The presentation of non-GAAP financial information is not intended to be considered in isolation or as a substitute for the financial information prepared and presented in accordance with GAAP.
Vistaprint’s management believes that these non-GAAP financial measures provide meaningful supplemental information in assessing its performance and liquidity by excluding certain items that may not be indicative of its recurring core business operating results, which could be non-cash charges or discrete cash charges that are infrequent in nature. These non-GAAP financial measures also have facilitated management’s internal comparisons to Vistaprint’s historical performance and its competitors’ operating results.

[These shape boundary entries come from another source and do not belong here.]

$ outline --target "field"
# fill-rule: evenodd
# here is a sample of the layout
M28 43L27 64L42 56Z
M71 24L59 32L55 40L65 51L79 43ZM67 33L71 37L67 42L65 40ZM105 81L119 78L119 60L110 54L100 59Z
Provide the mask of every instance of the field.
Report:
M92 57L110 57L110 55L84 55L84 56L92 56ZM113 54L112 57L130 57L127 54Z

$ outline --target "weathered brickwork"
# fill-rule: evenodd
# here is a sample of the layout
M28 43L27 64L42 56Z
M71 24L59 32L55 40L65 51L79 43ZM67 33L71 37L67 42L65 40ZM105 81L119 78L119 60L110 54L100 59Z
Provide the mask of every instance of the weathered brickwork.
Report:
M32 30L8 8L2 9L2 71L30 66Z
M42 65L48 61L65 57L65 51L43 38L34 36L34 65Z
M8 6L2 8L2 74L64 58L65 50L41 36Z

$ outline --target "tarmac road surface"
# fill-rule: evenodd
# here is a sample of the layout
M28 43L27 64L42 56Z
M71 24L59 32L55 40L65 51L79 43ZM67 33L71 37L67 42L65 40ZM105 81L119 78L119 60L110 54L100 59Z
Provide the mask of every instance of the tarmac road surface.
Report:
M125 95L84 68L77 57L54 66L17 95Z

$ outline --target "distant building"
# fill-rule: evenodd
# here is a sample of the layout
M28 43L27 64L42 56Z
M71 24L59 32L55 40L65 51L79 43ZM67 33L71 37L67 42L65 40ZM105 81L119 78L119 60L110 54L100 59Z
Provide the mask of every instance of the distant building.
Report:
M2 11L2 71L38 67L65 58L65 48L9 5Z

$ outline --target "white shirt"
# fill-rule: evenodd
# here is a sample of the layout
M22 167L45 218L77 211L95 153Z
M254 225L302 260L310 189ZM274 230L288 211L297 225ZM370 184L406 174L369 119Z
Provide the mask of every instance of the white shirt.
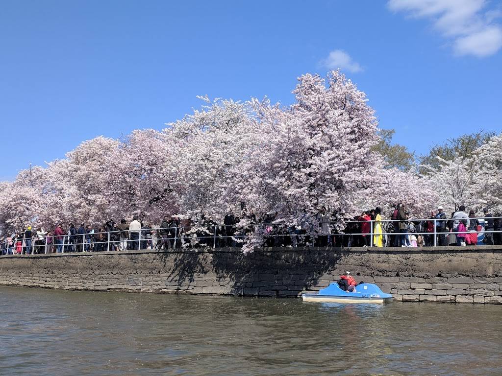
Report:
M139 233L141 231L141 224L139 221L135 220L129 225L129 231L133 233Z

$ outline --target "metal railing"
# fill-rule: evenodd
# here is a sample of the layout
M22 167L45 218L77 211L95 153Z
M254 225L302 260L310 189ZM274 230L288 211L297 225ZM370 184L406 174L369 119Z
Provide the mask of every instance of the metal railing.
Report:
M441 226L438 229L438 225L442 222L454 221L456 220L468 220L470 221L477 220L483 223L488 219L494 222L500 220L502 224L502 217L476 217L473 218L462 219L437 219L428 218L425 219L410 219L406 221L399 220L382 220L376 221L348 221L347 224L355 224L361 227L366 224L368 228L367 232L349 232L348 228L345 229L345 232L339 233L317 234L312 234L306 232L305 229L299 232L289 231L286 233L270 233L265 235L266 245L269 240L280 241L282 240L282 243L287 243L289 246L297 247L300 245L312 245L316 244L316 237L317 239L325 239L327 237L327 243L331 243L331 239L335 238L347 239L351 237L358 237L360 240L367 243L365 245L373 247L374 240L379 239L382 237L383 240L384 237L394 236L400 237L398 242L402 241L406 244L406 237L410 235L422 235L433 237L433 244L431 246L436 247L438 245L438 239L441 236L448 236L450 235L465 235L468 234L475 233L476 235L486 234L502 234L501 230L486 230L482 226L480 230L468 230L465 232L454 231L455 229L446 230L447 226ZM408 232L405 229L404 231L396 232L384 231L386 227L385 224L404 224L405 226L411 223L430 222L433 224L433 231L417 231ZM381 225L381 232L375 232L375 225ZM272 224L273 226L273 224ZM366 226L365 226L366 227ZM388 227L388 225L387 226ZM468 228L469 226L466 226ZM231 231L227 231L228 228ZM497 227L498 228L498 227ZM350 229L349 231L356 230L356 228ZM443 230L444 231L443 231ZM185 247L211 247L213 248L220 247L237 247L244 242L252 235L251 229L243 229L236 225L209 225L206 226L175 226L173 227L162 228L146 228L142 229L141 231L130 230L114 230L111 231L94 232L93 231L84 234L65 234L64 235L37 235L35 232L31 238L26 238L24 236L19 238L8 238L2 244L1 255L5 254L47 254L52 253L65 253L73 252L101 252L109 251L115 250L140 250L140 249L162 249L163 248L177 248ZM367 238L366 238L367 237ZM368 239L369 238L369 239ZM9 239L10 239L9 240ZM285 239L286 241L284 241ZM394 238L395 242L396 238ZM502 242L502 236L500 238ZM409 239L408 239L409 243ZM441 243L441 242L439 242ZM395 243L394 243L395 244ZM392 246L389 245L388 241L386 242L386 247Z

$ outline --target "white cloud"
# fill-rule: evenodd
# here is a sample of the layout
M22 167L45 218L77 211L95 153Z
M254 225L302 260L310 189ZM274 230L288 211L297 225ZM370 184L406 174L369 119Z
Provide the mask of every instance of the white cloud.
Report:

Vistaprint N.V. (Nasdaq: VPRT) empowers more than 16 million micro businesses and consumers annually with affordable, professional options to make an impression. With a unique business model supported by proprietary technologies, high-volume production facilities, and direct marketing expertise, Vistaprint offers a wide variety of products and services that micro businesses can use to expand its business. A global company, Vistaprint employs over 5,300 people, operates more than 50 localized Websites globally and ships to more than 130 countries around the world. Vistaprint's broad range of products and services are easy to access online, 24 hours a day.